Итак, больше пространства для обитания: Европа. Но какая Европа? Курциус в важном размышлении (к которому я еще вернусь) описывает своего рода литературную эстафету, постоянную смену господствующей в Европе литературы, – в наш период такой литературой для Курциуса была бы испанская. Однако, если бы Европа, как считал Курциус, действительно была единой – чем-то вроде разросшейся Испании, – то она сохраняла бы все ограничения испанского национального государства. Все равно не нашлось бы места для французских или английских вариантов трагической формы. Европа, которая нам нужна, – это Европа Гизо, с разъединенностью, лежащей в основе ее культурной жизни[31]. Это значит, что Европа не просто предлагает «больше» пространства, чем любое национальное государство: она предлагает иное пространство. Прерывистое и раздробленное, европейское пространство функционирует как своего рода архипелаг меньших (национальных) пространств, каждое из которых специализируется на одной из вариаций формы[32]. Эти национальные пространства, если смотреть на них «изнутри», по отдельности, могут показаться враждебными к изменениям: они «зацикливаются» на одной форме и не терпят альтернатив. Но если смотреть на них как на части континентальной системы, эти же национальные государства будут действовать как носители вариаций – они допускают многообразие барочной трагедии, которое было бы немыслимо во (все еще) единой Европе.
Где оказался бы Шекспир, если бы Англия не была островом? Кто знает? Однако сам факт того, что величайшие изобретения в области трагического появились вдали от материка, тем более у того, кто «мало знал латынь, и еще меньше греческий»[33], многое говорит о том, что Европа должна была получить взамен потерянного единства и забытого прошлого.

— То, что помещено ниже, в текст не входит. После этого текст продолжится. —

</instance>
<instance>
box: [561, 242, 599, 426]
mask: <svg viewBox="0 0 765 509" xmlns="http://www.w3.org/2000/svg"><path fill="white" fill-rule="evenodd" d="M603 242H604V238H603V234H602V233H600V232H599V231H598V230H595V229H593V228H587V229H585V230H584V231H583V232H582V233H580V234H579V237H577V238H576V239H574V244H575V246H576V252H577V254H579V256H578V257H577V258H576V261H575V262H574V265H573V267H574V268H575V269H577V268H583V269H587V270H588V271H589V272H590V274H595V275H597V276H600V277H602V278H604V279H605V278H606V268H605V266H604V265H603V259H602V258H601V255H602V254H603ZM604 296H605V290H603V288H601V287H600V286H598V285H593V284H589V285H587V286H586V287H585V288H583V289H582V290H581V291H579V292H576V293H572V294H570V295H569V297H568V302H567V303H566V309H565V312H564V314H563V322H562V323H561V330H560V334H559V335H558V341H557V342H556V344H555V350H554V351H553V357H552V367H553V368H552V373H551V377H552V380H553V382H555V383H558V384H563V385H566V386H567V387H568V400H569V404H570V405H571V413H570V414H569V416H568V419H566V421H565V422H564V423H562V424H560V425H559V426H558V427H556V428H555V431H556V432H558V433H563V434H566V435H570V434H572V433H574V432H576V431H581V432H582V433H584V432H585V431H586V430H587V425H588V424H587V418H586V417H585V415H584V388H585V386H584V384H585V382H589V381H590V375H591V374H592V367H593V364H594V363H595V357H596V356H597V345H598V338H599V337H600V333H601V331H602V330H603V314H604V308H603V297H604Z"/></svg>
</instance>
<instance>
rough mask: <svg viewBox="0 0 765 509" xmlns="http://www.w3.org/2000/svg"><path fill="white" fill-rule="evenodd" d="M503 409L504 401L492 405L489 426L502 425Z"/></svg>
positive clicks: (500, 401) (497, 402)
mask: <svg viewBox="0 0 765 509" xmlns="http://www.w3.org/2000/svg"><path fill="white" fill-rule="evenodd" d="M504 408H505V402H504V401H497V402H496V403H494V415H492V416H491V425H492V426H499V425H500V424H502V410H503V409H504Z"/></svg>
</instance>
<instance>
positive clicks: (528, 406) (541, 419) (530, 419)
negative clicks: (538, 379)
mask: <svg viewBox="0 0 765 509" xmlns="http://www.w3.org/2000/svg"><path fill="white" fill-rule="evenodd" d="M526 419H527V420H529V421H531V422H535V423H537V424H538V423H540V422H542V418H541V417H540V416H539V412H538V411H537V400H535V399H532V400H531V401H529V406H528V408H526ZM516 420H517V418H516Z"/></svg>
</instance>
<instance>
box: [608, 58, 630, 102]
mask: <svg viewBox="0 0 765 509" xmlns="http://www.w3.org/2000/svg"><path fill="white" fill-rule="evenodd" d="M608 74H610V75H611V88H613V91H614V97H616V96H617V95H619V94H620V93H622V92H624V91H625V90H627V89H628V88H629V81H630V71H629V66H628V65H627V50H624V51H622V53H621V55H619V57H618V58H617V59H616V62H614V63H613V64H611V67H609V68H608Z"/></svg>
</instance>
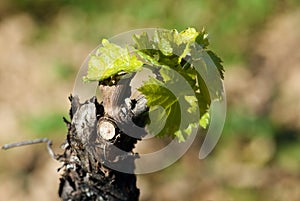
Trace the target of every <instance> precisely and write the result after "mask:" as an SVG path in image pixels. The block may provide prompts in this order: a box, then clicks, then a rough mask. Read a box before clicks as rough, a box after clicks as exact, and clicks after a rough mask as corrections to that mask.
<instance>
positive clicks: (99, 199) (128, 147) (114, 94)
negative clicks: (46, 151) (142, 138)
mask: <svg viewBox="0 0 300 201" xmlns="http://www.w3.org/2000/svg"><path fill="white" fill-rule="evenodd" d="M124 83H125V84H127V86H128V82H124ZM124 87H125V86H124V84H121V85H118V86H100V90H101V93H102V99H103V102H101V103H98V101H97V99H96V98H95V97H93V98H91V99H90V100H87V101H86V102H84V103H80V100H79V98H78V97H76V96H74V97H72V96H71V97H70V101H71V105H72V106H71V109H70V117H71V121H70V122H68V121H66V124H67V127H68V133H67V139H66V142H65V143H64V145H63V148H64V153H63V154H61V155H59V156H58V157H57V159H58V160H59V161H60V162H62V163H63V165H62V168H61V169H60V171H61V172H62V175H61V178H60V186H59V196H60V198H61V199H62V200H72V201H83V200H89V201H94V200H95V201H96V200H99V201H100V200H103V201H137V200H138V199H139V189H138V188H137V187H136V175H134V174H133V173H134V160H135V158H136V157H138V155H137V154H134V153H133V152H132V150H133V148H134V146H135V144H136V143H137V141H138V139H140V138H141V137H142V136H143V135H144V134H145V132H141V133H138V134H136V136H138V137H132V136H131V135H128V133H126V132H127V131H128V130H126V129H125V130H124V129H123V128H120V127H122V125H127V124H130V122H132V119H143V120H141V121H140V126H141V127H143V126H144V125H145V122H146V118H140V116H141V114H142V113H145V112H147V107H146V101H145V100H144V99H143V98H141V99H140V101H137V100H130V99H128V98H130V88H129V90H128V89H126V88H124ZM125 99H126V100H127V102H126V101H125ZM128 100H129V102H128ZM137 105H138V106H139V107H136V106H137ZM136 108H139V111H136ZM141 108H142V109H141ZM143 116H145V115H143ZM103 125H104V126H105V127H101V126H103ZM112 126H113V127H114V129H115V130H114V131H113V130H112V129H113V128H112ZM100 127H101V128H100ZM128 127H131V126H128ZM125 128H126V126H125ZM105 129H109V131H106V130H105ZM129 131H130V129H129ZM131 131H133V132H134V129H133V130H131ZM139 131H142V130H139ZM101 132H114V135H113V137H111V136H110V135H109V137H103V135H102V134H103V133H102V134H101ZM122 170H124V171H122Z"/></svg>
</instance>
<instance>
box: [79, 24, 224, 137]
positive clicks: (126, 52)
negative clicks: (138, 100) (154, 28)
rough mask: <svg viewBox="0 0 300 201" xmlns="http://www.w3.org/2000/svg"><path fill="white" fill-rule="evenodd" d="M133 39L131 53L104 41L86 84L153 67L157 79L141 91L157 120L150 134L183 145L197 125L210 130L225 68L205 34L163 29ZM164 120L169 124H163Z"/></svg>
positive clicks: (141, 88)
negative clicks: (211, 108)
mask: <svg viewBox="0 0 300 201" xmlns="http://www.w3.org/2000/svg"><path fill="white" fill-rule="evenodd" d="M133 40H134V41H135V43H134V44H133V46H132V48H133V49H134V51H133V53H131V54H130V52H129V51H128V49H127V48H121V47H119V46H117V45H115V44H111V43H109V42H108V41H107V40H103V42H102V43H103V47H100V48H99V49H98V51H97V52H96V54H95V55H92V56H91V58H90V61H89V66H88V67H89V69H88V75H87V76H85V77H84V80H85V81H94V80H96V81H103V80H105V79H107V78H111V77H114V76H116V75H118V74H119V73H125V74H126V73H131V72H136V71H138V70H140V69H141V68H142V67H145V68H148V69H150V70H151V71H152V72H153V74H155V75H156V78H154V77H152V78H150V79H149V80H147V81H145V82H144V83H143V85H142V86H141V87H140V88H138V91H140V92H141V93H142V94H143V95H144V96H145V98H146V99H147V106H148V107H149V116H150V117H151V118H150V119H151V120H153V121H155V122H150V124H149V125H148V127H147V128H148V131H149V132H150V133H152V134H155V135H156V136H166V135H168V136H172V137H176V138H177V139H178V141H180V142H181V141H185V139H186V138H187V136H188V135H190V134H191V132H192V129H193V128H196V127H197V126H198V125H200V126H201V127H203V128H206V127H207V126H208V124H209V118H210V116H209V107H210V104H211V101H212V100H213V99H218V98H219V99H220V98H221V96H220V94H221V93H222V91H221V90H222V79H223V78H224V76H223V73H224V69H223V66H222V60H221V59H220V58H219V57H218V56H217V55H216V54H215V53H214V52H212V51H211V50H209V49H207V47H208V45H209V41H208V34H207V33H206V32H205V30H202V31H200V32H198V31H196V29H194V28H188V29H186V30H184V31H182V32H178V31H177V30H159V29H158V30H156V31H155V33H154V36H153V37H152V38H150V37H149V36H148V35H147V33H145V32H144V33H142V34H140V35H133ZM211 71H212V72H216V73H209V72H211ZM207 83H209V85H207ZM158 106H160V107H158ZM160 122H163V124H164V125H163V126H160V125H159V124H160ZM157 128H161V129H157Z"/></svg>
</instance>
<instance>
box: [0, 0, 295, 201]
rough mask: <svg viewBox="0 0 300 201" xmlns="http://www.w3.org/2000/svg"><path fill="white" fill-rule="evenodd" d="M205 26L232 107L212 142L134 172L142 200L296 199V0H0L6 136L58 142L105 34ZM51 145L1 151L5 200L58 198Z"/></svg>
mask: <svg viewBox="0 0 300 201" xmlns="http://www.w3.org/2000/svg"><path fill="white" fill-rule="evenodd" d="M191 26H192V27H196V28H197V29H198V30H201V29H202V27H206V29H207V30H208V32H209V34H210V39H211V46H210V47H211V48H212V49H213V50H215V52H216V53H217V54H218V55H220V56H221V57H222V58H223V60H224V66H225V69H226V73H225V87H226V90H227V99H228V109H227V120H226V123H225V127H224V131H223V134H222V137H221V139H220V141H219V142H218V144H217V147H216V149H215V150H214V151H213V153H212V154H210V155H209V156H208V157H207V158H206V159H205V160H199V159H198V152H199V149H200V140H199V139H198V140H196V141H195V143H194V144H193V146H192V148H191V149H190V150H189V151H188V153H187V154H185V156H184V157H183V158H182V159H180V160H179V161H178V162H177V163H175V164H174V165H172V166H171V167H169V168H167V169H165V170H163V171H160V172H157V173H153V174H148V175H140V176H138V187H139V188H140V190H141V199H140V200H141V201H182V200H189V201H299V200H300V190H299V186H300V1H298V0H248V1H244V0H235V1H234V0H224V1H217V0H211V1H204V0H190V1H184V0H172V1H171V0H165V1H160V0H152V1H142V0H129V1H121V0H111V1H102V0H85V1H80V0H59V1H54V0H1V1H0V91H1V95H0V145H3V144H5V143H10V142H16V141H20V140H26V139H33V138H37V137H48V138H50V139H53V141H54V148H55V150H56V151H58V152H59V151H61V150H60V149H59V146H60V144H61V143H62V142H63V140H64V138H65V134H66V127H65V125H64V123H63V121H62V117H63V116H66V117H68V110H69V107H70V105H69V102H68V99H67V97H68V96H69V94H70V93H71V92H72V88H73V84H74V80H75V78H76V73H77V70H78V69H79V67H80V65H81V63H82V62H83V61H84V59H85V57H86V56H87V55H88V54H89V52H90V51H91V50H93V49H94V48H95V47H96V46H97V45H98V44H99V43H100V41H101V39H102V38H103V37H107V38H109V37H111V36H114V35H116V34H119V33H121V32H125V31H128V30H132V29H137V28H149V27H150V28H152V27H159V28H171V29H172V28H176V29H179V30H182V29H184V28H186V27H191ZM59 166H60V164H59V163H57V162H56V161H54V160H52V159H51V158H50V156H49V155H48V153H47V151H46V146H45V145H34V146H29V147H21V148H16V149H12V150H8V151H0V201H4V200H9V201H23V200H24V201H25V200H26V201H27V200H30V201H35V200H44V201H48V200H49V201H53V200H58V196H57V189H58V184H59V173H57V172H56V170H57V168H59Z"/></svg>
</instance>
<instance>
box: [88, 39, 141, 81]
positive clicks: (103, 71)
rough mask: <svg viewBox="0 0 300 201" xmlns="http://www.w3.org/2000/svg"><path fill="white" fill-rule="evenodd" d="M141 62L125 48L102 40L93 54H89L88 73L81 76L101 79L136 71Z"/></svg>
mask: <svg viewBox="0 0 300 201" xmlns="http://www.w3.org/2000/svg"><path fill="white" fill-rule="evenodd" d="M142 65H143V62H142V61H140V60H138V59H137V57H136V56H135V55H132V54H130V52H129V51H128V49H127V48H122V47H120V46H118V45H115V44H113V43H110V42H109V41H108V40H106V39H103V40H102V47H100V48H99V49H98V50H97V51H96V53H95V54H93V55H91V56H90V60H89V62H88V73H87V75H86V76H85V77H83V80H84V81H102V80H105V79H107V78H110V77H113V76H116V75H117V74H118V73H121V72H122V73H131V72H136V71H138V70H139V69H140V68H141V67H142Z"/></svg>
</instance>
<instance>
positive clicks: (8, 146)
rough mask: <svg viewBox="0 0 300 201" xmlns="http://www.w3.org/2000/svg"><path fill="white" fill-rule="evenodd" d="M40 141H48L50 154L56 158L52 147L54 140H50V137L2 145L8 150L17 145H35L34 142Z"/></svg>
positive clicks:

В пространственной модели, которую я начал строить, география больше не является немым зрителем исторических деяний «европейского духа». Европейское пространство – это не пейзаж и не фон истории, а ее компонент. Всегда важный и часто решающий, он подразумевает, что, хоть литературные формы и меняются «во» времени, но происходит это не «из-за» времени. Самые существенные изменения возникают не потому, что у формы есть в распоряжении много времени, но потому, что в нужный и, как правило, очень короткий момент у нее появляется много пространства. Вернемся к барочной трагедии: является ли ее формальное разнообразие следствием течения времени, истории? В малой степени или вовсе не является: английская трагедия и Trauerspiel, испанская драма и классическая трагедия – все они достаточно быстро достигают стабильной структуры, которая не меняется десятилетиями, пока не становится бесплодной и не отмирает. Формам нужно время, чтобы воспроизводить себя, но для того, чтобы появиться, именно пространство им требуется больше всего. Пространство, пространства (во множественном числе) соседствующих, соперничающих культур, среди которых исследование формальных возможностей позволяется и даже поощряется – в качестве своего рода патриотической задачи. Еще раз повторю: это пространство разделенной Европы[34].